Neither. My point is that if states that have enacted the law have had zero instances of discrimination against a gay person, and Georgia has had zero instances of discrimination against a religious person over the same time period, then perhaps it is unnecessary to do anything.

This sounds a lot like a solution in search of a problem.

Three Jack March 4, 2014 at 1:53 pm

While I don’t agree with Chandler’s position on the failed legislation, I am glad he at least makes a reasoned response when compared with others. Debbie Dooley was quoted yet again making veiled threats about a boycott and how certain folks will pay in November for opposing this legislation. If history is any indication, Coke, HD, IHG, MACOC, UPS and any others she named as targets should expect absolutely nothing to happen.

Posner March 4, 2014 at 4:00 pm

“In the absence of such legislation, the state of Georgia is not legally obligated to avoid infringing upon your religious freedom, nor is it required to consider a less restrictive means of doing so when religious liberties come into conflict with existing law.”

The first half of this statement is simply false, and the second half is, at best, extremely misleading.

Oregon v. Smith dealt with laws of general applicability (e.g. murder, polygamy, registering for the draft), and the opinion ONLY applies to such laws. The only thing Oregon v. Smith said was that there is no exception to laws of general applicability for “religious” reasons to be found in the First Amendment. For example, one cannot claim immunity to a murder prosecution because the murder was done for “religious” reasons. This is not exactly a “radical” perspective–the opinion was written by that great liberal lion, Antonin Scalia.

All RFRA’s do is say that, yes, there is a religious freedom exemption to laws of generally applicability, but ONLY IF the law does not pass strict scrutiny. In other words, if there is a compelling gov’t interest (like, preventing murder) and the law is the least restrictive means of achieving that purpose, you CAN NOT claim a religious exemption (so, no religious exemptions from murder).

Incidentally, almost every example you cite as “the countless people and organizations such legislation has undeniably helped,” were not predicated on “laws of general applicability.” In other words, RFRAs had nothing to do with them.
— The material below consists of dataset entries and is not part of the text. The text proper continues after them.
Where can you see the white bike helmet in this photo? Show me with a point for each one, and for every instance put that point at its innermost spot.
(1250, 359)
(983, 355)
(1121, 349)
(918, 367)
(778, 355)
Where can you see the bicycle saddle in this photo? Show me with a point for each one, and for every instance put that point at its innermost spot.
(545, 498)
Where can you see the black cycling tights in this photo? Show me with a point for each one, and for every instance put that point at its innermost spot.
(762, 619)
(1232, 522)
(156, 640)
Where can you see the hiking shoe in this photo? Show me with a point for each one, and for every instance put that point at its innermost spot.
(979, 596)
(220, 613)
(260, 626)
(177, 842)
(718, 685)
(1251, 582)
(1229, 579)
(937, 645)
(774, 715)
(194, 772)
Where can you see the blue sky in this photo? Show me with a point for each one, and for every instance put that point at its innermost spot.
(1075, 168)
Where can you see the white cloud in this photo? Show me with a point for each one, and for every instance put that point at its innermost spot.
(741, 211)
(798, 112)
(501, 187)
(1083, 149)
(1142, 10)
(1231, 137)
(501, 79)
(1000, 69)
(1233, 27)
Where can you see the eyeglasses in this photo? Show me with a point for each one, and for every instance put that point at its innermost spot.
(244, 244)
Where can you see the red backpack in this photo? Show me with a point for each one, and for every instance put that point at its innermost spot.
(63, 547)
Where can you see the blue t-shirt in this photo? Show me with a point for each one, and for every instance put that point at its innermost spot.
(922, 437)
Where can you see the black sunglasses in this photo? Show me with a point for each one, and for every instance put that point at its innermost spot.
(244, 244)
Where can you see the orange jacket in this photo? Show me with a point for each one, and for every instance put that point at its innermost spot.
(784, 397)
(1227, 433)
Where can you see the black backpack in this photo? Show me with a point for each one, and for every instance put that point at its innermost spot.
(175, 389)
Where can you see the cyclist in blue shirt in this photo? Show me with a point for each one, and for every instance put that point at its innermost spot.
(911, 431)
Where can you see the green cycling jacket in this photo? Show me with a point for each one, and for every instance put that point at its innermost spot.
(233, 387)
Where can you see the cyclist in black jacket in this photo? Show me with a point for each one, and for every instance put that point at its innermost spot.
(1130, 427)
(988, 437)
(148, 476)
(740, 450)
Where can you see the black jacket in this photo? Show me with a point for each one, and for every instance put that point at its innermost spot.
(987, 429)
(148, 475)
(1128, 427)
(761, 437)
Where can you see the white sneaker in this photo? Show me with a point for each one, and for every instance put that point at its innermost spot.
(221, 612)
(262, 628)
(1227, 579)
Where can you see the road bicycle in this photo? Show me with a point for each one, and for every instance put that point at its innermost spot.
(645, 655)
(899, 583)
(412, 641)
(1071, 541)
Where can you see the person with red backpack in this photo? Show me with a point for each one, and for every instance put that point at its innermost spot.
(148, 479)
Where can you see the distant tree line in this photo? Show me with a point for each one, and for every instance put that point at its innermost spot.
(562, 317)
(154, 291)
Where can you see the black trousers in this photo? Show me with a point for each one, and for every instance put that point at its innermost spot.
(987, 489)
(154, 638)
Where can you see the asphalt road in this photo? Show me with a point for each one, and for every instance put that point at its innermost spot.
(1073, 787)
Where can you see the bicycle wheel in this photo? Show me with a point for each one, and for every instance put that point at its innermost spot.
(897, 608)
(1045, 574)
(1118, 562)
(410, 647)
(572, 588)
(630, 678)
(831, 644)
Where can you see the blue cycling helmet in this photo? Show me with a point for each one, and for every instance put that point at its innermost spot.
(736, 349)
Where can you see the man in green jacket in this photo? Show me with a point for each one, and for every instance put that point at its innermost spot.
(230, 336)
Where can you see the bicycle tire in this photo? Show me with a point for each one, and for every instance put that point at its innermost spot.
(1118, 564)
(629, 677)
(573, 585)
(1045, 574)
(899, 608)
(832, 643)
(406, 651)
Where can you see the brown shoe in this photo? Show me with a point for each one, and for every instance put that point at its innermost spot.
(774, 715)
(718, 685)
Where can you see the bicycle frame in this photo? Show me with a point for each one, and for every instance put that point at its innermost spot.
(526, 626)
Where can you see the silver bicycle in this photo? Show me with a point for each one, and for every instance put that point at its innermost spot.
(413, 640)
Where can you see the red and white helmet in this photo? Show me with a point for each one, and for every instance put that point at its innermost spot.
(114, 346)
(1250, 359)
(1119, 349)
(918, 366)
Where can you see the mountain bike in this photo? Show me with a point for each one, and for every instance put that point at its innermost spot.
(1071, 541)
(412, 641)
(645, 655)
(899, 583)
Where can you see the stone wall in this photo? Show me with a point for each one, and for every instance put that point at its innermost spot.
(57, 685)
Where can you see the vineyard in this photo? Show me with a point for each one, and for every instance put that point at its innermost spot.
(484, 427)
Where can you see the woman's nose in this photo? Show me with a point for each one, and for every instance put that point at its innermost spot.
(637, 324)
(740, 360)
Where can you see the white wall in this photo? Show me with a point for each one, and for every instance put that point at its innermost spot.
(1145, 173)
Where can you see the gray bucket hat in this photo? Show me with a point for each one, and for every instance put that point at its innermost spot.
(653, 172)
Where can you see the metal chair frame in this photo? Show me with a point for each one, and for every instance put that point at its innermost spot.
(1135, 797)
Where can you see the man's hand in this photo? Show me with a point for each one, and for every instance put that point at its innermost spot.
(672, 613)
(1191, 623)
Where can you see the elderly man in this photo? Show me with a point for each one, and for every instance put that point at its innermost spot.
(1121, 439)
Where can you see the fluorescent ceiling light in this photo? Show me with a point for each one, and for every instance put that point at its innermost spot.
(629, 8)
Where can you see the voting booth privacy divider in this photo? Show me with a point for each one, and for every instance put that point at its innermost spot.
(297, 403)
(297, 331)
For example, you cite “Public-school students disciplined for wearing religious symbols or garb to school.” Almost by definition, regulations governing students in public schools aren’t “laws of general applicability” because they don’t apply to everyone. Sure, the First Amendment is absolutely important in deciding such a case, but a RFRA designed to apply strict scrutiny to laws of general applicability won’t impact the outcome.

I tend to agree with the guest poster that much of the rhetoric regarding these issues is inaccurate and overblown. But, as this post demonstrates, that is because the law is quite complicated.